De todos os visuais bizarros que a produção de Piratas estava fazendo - e Deus sabe que eram muitos – talvez um dos mais estranhos tenha sido o lançamento de cerca de 175.000 bolas azuis de plástico leve de duas redes instaladas em cima do hangar 9 em Palmdale, por sobre o convés do Pérola Negra, que por sua vez estava montado sobre uma plataforma flutuante. A verdade é que elas só pareciam bolas azuis, mas eram, na verdade, milhares de irrequietos siris. Ou, pelo menos, deveriam ser quando John Knoll e a ILM finalizassem a cena. Knoll explica: “Tem uma cena importante durante a seqüência do redemoinho que envolve centenas de crustáceos que caem por todo o convés do Pérola Negra e derrubam todos que estão no caminho como uma avalanche. Gore teve a idéia de usar bolas azuis de plástico, como as que são encontradas nas piscinas de bolas dos parques infantis. Ele achou que as bolas derrubariam todos sem, de fato, machucar ninguém porque elas são muito leves. “Eu estava inclinado a tentar conseguir esse efeito com dublês digitais”, continua Knoll: “e talvez usar um tipo de cabeamento para mostrar os piratas sendo derrubados.” Gore sempre sugere tentarmos usar elementos práticos nos cenários, tentarmos captar o máximo possível com a câmera e usarmos efeitos visuais onde de fato for necessário. “Os próprios siris são modelos gerados por computação. Nós construímos uma versão detalhada do siri e depois diversas variações sobre o mesmo tema.”

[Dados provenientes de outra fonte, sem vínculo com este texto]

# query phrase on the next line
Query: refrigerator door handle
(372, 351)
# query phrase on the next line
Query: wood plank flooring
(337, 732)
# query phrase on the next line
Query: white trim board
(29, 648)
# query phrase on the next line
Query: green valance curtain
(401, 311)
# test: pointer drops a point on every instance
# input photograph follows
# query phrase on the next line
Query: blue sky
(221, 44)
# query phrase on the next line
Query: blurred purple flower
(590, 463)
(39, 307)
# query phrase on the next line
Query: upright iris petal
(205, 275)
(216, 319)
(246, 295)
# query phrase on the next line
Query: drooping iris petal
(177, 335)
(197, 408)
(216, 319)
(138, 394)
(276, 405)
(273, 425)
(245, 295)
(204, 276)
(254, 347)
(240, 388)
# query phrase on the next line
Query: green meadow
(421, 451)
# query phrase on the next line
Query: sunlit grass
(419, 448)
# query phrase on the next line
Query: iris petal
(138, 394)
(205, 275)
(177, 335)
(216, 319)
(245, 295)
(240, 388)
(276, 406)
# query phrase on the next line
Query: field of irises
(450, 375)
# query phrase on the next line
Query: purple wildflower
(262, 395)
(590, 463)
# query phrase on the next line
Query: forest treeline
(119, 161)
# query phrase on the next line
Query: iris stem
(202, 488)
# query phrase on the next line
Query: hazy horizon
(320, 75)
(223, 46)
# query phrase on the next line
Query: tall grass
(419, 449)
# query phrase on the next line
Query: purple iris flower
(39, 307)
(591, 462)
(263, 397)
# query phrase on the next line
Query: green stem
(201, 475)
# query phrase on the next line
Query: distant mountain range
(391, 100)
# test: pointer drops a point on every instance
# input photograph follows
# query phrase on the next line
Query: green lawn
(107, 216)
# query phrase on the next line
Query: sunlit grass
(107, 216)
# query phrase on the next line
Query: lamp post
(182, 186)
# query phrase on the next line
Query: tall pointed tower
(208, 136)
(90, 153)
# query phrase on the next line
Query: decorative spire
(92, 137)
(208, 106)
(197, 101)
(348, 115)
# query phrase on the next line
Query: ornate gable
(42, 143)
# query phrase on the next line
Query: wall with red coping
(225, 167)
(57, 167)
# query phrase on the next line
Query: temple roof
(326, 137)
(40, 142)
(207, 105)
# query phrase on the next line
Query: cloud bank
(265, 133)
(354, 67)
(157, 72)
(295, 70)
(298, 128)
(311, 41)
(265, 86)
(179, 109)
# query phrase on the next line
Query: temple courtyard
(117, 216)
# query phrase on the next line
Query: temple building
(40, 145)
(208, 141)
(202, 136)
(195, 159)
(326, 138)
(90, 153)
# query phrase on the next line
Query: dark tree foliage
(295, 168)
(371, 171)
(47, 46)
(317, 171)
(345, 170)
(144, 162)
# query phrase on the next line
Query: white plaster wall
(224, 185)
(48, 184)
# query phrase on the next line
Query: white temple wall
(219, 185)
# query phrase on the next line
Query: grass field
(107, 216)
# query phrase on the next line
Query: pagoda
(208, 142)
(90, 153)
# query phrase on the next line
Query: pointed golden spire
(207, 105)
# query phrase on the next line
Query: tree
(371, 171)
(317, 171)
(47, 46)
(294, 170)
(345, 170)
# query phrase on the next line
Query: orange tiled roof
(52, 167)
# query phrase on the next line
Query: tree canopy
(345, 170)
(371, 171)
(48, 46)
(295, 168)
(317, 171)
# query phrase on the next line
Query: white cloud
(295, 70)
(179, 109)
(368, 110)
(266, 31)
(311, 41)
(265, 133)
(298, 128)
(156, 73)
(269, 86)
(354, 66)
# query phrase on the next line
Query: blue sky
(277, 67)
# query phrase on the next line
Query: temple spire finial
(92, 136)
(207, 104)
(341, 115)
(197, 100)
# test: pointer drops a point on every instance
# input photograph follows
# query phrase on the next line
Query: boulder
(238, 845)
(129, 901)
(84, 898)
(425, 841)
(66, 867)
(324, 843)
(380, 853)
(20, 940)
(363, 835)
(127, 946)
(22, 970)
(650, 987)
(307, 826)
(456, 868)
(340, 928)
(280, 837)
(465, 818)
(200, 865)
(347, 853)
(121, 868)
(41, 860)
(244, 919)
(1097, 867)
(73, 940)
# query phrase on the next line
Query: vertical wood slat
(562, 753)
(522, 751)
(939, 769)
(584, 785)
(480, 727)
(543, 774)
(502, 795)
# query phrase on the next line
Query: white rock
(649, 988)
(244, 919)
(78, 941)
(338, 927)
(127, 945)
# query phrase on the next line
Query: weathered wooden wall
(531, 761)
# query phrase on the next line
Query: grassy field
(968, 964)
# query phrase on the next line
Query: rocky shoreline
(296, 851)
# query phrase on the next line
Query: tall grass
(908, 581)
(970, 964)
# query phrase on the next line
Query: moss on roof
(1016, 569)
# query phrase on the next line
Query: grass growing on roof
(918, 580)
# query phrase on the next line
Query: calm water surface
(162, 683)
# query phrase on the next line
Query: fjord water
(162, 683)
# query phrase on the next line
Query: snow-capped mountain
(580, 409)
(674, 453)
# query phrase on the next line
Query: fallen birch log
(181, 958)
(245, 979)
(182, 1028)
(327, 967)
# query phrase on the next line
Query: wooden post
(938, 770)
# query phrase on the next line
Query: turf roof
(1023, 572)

Quando as bolas caem da rede sobre o barco, o nível de maturidade de alguns membros da equipe parecia ter caído para uns cinco ou seis anos de idade, enquanto brincavam alegremente de jogar bolas uns nos outros em todas as direções no Pérola Negra. Gore Verbinski talvez tenha sido o mais empolgado de todos. E considerando que estávamos no exaustante dia 252 das filmagens, é compreensível que cerca de 300 caixas de bolas azuis causassem uma instantânea melhora no astral. “Foi incrível ver um bando de adultos - homens e mulheres - agindo como crianças de três anos”, diz rindo o coordenador de cenas de ação, George Marshall Ruge. “Sabe, ver Orlando Bloom atirar uma bola azul em Geoffrey Rush… foi algo único. Foi tipo, já não está na hora de os pais pegarem seus filhos?”

Em resumo, Verbinski tentou combinar o melhor do antigo e do mais avançado. Mike Stenson, produtor executivo afirma: “Piratas é uma combinação única da era Lawrence da Arábia, onde se chega e se sai atirando na frente da câmera, com a mais avançada tecnologia. Infelizmente, eu não sei ao certo quanto tempo a indústria será capaz de suportar isso. Acho que seria triste se, no final, acabássemos filmando tudo em estúdios de som com telas verdes e efeitos digitais e não fossemos capazes de sair e fazer uma cena real pelo Caribe. Mas, por outro lado, algo como o redemoinho é tão difícil tecnicamente que não seria possível filmar em locação independentemente da verba que tivéssemos. Teria mesmo que ser feito em um estúdio de efeitos.”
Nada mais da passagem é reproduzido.